25 patients (23 – 67 years; mean age = 50.8; 9 men) with brain metastases who received standard WBRT (30 Gy) were included. Baseline MR scan was performed up to 1 week before treatment started. Follow-up scans were performed 1 and 3 months after the end of therapy. One measurable nodule (diameter ≥ 10 mm) was selected for measurement and follow-up. rCBV and rCBF values were obtained from regions of interests (ROIs) placed on the site of the maps which best corresponded to the enhanced regions of the nodule. The nodule response was categorized according to standard World Health Organization (WHO) criteria. Patients were divided in two groups: respondent (complete or a partial response) and non-respondent (disease progression or stable disease).
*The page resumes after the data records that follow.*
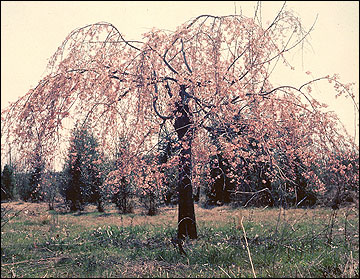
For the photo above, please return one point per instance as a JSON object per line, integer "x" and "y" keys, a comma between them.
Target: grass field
{"x": 279, "y": 243}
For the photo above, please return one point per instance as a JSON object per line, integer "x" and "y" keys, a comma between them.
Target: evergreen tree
{"x": 82, "y": 172}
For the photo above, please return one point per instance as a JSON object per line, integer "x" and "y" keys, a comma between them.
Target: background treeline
{"x": 90, "y": 177}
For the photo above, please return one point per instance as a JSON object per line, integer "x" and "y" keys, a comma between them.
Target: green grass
{"x": 286, "y": 243}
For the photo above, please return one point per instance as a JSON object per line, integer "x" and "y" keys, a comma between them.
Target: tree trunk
{"x": 186, "y": 220}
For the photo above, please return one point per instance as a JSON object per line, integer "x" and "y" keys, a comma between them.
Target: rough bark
{"x": 183, "y": 127}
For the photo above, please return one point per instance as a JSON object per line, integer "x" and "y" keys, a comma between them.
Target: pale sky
{"x": 31, "y": 31}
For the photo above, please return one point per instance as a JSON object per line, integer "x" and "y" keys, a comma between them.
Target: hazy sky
{"x": 31, "y": 31}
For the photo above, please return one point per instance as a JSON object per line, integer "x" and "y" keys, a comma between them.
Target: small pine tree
{"x": 82, "y": 179}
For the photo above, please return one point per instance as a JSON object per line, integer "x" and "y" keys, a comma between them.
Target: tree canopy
{"x": 211, "y": 77}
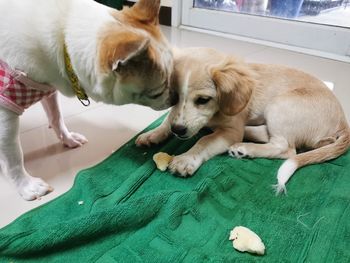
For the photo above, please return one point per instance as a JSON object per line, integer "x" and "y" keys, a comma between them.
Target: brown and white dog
{"x": 119, "y": 57}
{"x": 283, "y": 109}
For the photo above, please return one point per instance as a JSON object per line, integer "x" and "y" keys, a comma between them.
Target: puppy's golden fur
{"x": 283, "y": 109}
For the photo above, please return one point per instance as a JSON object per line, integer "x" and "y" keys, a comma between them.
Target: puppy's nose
{"x": 179, "y": 130}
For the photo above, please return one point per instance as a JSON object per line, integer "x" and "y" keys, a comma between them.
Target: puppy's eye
{"x": 153, "y": 97}
{"x": 202, "y": 100}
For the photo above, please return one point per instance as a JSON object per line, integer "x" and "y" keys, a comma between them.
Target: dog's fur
{"x": 119, "y": 57}
{"x": 281, "y": 108}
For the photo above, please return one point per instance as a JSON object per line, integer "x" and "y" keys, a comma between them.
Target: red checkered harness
{"x": 15, "y": 95}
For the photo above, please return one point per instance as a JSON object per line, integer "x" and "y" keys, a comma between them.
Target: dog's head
{"x": 135, "y": 60}
{"x": 206, "y": 83}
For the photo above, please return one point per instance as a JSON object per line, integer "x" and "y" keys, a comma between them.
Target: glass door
{"x": 320, "y": 27}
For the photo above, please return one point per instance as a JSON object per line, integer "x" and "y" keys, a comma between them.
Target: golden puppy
{"x": 283, "y": 109}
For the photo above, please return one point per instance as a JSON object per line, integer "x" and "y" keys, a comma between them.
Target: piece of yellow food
{"x": 245, "y": 240}
{"x": 162, "y": 160}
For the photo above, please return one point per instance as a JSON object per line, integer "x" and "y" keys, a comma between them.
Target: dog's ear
{"x": 146, "y": 11}
{"x": 234, "y": 83}
{"x": 117, "y": 52}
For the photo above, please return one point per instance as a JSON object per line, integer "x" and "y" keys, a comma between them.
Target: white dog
{"x": 282, "y": 108}
{"x": 78, "y": 47}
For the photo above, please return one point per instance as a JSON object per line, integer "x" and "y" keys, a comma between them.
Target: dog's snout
{"x": 179, "y": 130}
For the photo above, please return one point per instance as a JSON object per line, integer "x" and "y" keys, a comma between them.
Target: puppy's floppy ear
{"x": 234, "y": 83}
{"x": 146, "y": 11}
{"x": 117, "y": 51}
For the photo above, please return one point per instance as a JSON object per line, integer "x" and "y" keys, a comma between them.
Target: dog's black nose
{"x": 179, "y": 130}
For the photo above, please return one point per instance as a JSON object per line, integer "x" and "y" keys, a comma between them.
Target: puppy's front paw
{"x": 185, "y": 164}
{"x": 32, "y": 188}
{"x": 73, "y": 140}
{"x": 151, "y": 137}
{"x": 238, "y": 151}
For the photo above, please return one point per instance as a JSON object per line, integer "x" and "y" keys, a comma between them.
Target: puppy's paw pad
{"x": 149, "y": 138}
{"x": 184, "y": 165}
{"x": 238, "y": 151}
{"x": 73, "y": 140}
{"x": 32, "y": 188}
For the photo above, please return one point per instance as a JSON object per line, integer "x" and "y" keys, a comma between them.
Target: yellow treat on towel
{"x": 245, "y": 240}
{"x": 162, "y": 160}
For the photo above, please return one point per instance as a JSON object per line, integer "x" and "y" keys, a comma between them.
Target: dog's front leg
{"x": 11, "y": 157}
{"x": 53, "y": 112}
{"x": 207, "y": 147}
{"x": 155, "y": 136}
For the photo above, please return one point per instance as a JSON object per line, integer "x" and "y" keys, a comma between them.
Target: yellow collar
{"x": 78, "y": 89}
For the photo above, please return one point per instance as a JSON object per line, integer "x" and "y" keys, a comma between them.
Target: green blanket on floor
{"x": 132, "y": 212}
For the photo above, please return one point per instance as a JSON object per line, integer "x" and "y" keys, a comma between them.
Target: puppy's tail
{"x": 322, "y": 154}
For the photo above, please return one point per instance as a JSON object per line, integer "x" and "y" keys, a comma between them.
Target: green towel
{"x": 132, "y": 212}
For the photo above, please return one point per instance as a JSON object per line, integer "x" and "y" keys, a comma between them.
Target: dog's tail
{"x": 322, "y": 154}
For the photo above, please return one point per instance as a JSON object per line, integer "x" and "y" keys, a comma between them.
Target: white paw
{"x": 73, "y": 140}
{"x": 280, "y": 189}
{"x": 150, "y": 137}
{"x": 185, "y": 164}
{"x": 32, "y": 188}
{"x": 238, "y": 151}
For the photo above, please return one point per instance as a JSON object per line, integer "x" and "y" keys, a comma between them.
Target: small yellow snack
{"x": 245, "y": 240}
{"x": 162, "y": 160}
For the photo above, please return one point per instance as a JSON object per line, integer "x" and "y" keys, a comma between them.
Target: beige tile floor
{"x": 109, "y": 127}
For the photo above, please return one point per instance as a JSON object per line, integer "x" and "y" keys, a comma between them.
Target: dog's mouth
{"x": 182, "y": 137}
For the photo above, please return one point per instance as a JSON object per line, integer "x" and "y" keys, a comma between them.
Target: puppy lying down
{"x": 278, "y": 109}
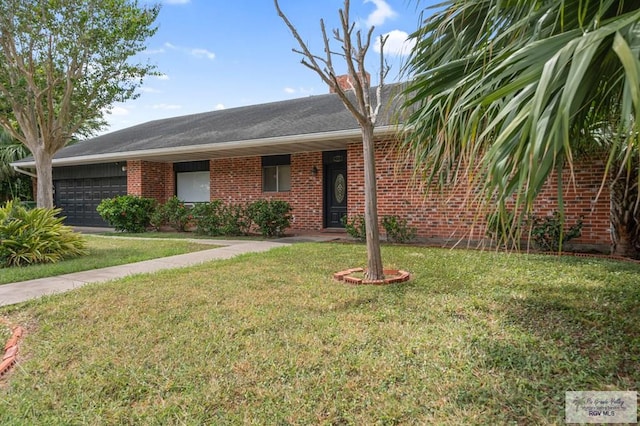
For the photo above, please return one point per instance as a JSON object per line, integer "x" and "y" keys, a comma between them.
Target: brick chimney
{"x": 345, "y": 82}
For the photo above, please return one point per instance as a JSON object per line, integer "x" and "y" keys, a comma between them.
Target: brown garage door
{"x": 78, "y": 196}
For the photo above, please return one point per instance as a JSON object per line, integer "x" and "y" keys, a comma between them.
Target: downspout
{"x": 24, "y": 172}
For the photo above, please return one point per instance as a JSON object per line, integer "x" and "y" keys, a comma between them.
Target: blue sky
{"x": 216, "y": 54}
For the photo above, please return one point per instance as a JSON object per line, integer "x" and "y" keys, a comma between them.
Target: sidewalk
{"x": 26, "y": 290}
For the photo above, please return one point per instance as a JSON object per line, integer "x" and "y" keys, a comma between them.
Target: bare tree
{"x": 354, "y": 48}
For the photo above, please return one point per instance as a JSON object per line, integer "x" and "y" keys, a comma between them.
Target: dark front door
{"x": 335, "y": 188}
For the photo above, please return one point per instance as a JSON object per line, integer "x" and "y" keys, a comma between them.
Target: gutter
{"x": 213, "y": 147}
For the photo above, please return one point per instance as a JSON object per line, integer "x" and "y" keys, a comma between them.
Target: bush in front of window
{"x": 173, "y": 213}
{"x": 271, "y": 217}
{"x": 127, "y": 213}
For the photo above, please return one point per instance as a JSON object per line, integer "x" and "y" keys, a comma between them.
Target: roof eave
{"x": 298, "y": 143}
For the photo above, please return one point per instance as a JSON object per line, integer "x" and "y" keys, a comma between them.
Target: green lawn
{"x": 270, "y": 338}
{"x": 103, "y": 252}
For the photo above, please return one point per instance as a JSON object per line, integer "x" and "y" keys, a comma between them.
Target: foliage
{"x": 62, "y": 65}
{"x": 216, "y": 218}
{"x": 35, "y": 236}
{"x": 502, "y": 93}
{"x": 355, "y": 226}
{"x": 127, "y": 213}
{"x": 271, "y": 217}
{"x": 398, "y": 230}
{"x": 12, "y": 185}
{"x": 269, "y": 338}
{"x": 548, "y": 233}
{"x": 173, "y": 213}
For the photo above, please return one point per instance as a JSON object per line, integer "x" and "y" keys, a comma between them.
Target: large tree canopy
{"x": 505, "y": 92}
{"x": 63, "y": 63}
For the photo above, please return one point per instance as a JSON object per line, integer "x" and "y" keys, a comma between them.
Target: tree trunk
{"x": 44, "y": 184}
{"x": 625, "y": 214}
{"x": 374, "y": 258}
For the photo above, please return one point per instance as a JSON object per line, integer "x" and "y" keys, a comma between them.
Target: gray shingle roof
{"x": 248, "y": 124}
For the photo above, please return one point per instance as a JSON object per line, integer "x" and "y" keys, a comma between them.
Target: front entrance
{"x": 335, "y": 188}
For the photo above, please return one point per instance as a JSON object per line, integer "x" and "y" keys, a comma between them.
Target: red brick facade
{"x": 149, "y": 179}
{"x": 442, "y": 216}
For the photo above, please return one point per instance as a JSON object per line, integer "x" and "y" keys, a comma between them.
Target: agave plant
{"x": 35, "y": 236}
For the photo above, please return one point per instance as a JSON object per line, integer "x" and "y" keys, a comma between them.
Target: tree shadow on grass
{"x": 562, "y": 336}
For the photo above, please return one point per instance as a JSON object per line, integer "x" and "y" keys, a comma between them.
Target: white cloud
{"x": 166, "y": 106}
{"x": 196, "y": 52}
{"x": 397, "y": 43}
{"x": 149, "y": 90}
{"x": 154, "y": 51}
{"x": 119, "y": 111}
{"x": 203, "y": 53}
{"x": 381, "y": 14}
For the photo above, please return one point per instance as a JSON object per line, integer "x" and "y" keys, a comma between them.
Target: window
{"x": 276, "y": 173}
{"x": 193, "y": 187}
{"x": 192, "y": 181}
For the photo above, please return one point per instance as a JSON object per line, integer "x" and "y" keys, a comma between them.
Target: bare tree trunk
{"x": 374, "y": 257}
{"x": 44, "y": 184}
{"x": 625, "y": 214}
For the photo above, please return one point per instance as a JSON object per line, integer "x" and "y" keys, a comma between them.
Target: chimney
{"x": 345, "y": 82}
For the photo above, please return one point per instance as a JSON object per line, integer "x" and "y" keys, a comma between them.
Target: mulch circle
{"x": 391, "y": 276}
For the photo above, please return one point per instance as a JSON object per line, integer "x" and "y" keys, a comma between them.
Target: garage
{"x": 78, "y": 190}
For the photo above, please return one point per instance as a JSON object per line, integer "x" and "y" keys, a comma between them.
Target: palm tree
{"x": 12, "y": 186}
{"x": 503, "y": 91}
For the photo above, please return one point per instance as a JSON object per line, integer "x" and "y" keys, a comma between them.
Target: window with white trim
{"x": 276, "y": 173}
{"x": 193, "y": 187}
{"x": 193, "y": 181}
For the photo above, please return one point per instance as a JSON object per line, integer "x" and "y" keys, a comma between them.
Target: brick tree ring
{"x": 354, "y": 276}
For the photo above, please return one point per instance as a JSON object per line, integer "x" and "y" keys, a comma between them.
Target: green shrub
{"x": 271, "y": 217}
{"x": 548, "y": 233}
{"x": 35, "y": 236}
{"x": 235, "y": 220}
{"x": 173, "y": 213}
{"x": 208, "y": 218}
{"x": 127, "y": 213}
{"x": 397, "y": 230}
{"x": 355, "y": 227}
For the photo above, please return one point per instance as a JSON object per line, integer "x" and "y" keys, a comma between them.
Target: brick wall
{"x": 452, "y": 214}
{"x": 149, "y": 179}
{"x": 239, "y": 180}
{"x": 449, "y": 215}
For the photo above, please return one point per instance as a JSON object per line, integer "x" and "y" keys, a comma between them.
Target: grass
{"x": 177, "y": 235}
{"x": 473, "y": 338}
{"x": 103, "y": 252}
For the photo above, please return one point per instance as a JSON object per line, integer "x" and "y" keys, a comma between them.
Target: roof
{"x": 298, "y": 125}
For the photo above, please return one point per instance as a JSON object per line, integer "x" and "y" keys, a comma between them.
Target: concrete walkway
{"x": 26, "y": 290}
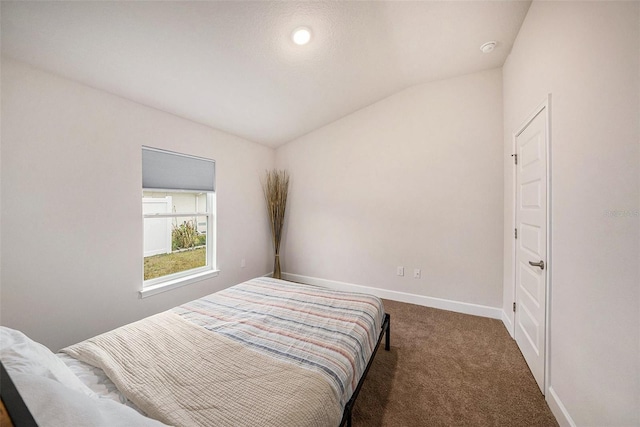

The primary tumors were: lung, in 11 patients; breast, in 6; melanoma, in 4; gastrointestinal tract, in 3; and ovary, in 1. Pretreatment rCBV and rCBF mean values were 6.33 ± 2.84 and 5.24 ± 2.05 in the respondent group, and 3.03 ± 2.13 and 2.77 ± 3.05 in the non-respondent group (t test: p<.05). ROC curve analysis for pretreatment rCBV and rCBF showed area under the curve of 0.870 ± 0.072 and 0.896 ± 0.064, respectively. The optimal cutoff values for differentiating respondent and non-respondent patients were 3.69 (sensitivity, 92.8%; specificity, 81.8%) for rCBV, and 2.45 (sensitivity, 100%; specificity, 81.8%) for rCBF.
These preliminary data provide evidence that pretreatment DSC perfusion MRI with rCBV and rCBF measurement may potentially predict brain metastases response to palliative WBRT.
Perfusion MRI with rCBV and rCBF measurement may potentially predict brain metastases response to palliative whole brain radiation therapy, but further studies are necessary.
Mamere, A,
Affonso, R,
Feltrin, L,
Carvalho, A,
Peres, S,
Carlos Dos Santos, A,
Pretreatment Dynamic Contrast-enhanced Perfusion MR Imaging for Assessment of Brain Metastases Response to Palliative Whole Brain Radiation Therapy. Radiological Society of North America 2009 Scientific Assembly and Annual Meeting, November 29 - December 4, 2009 ,Chicago IL.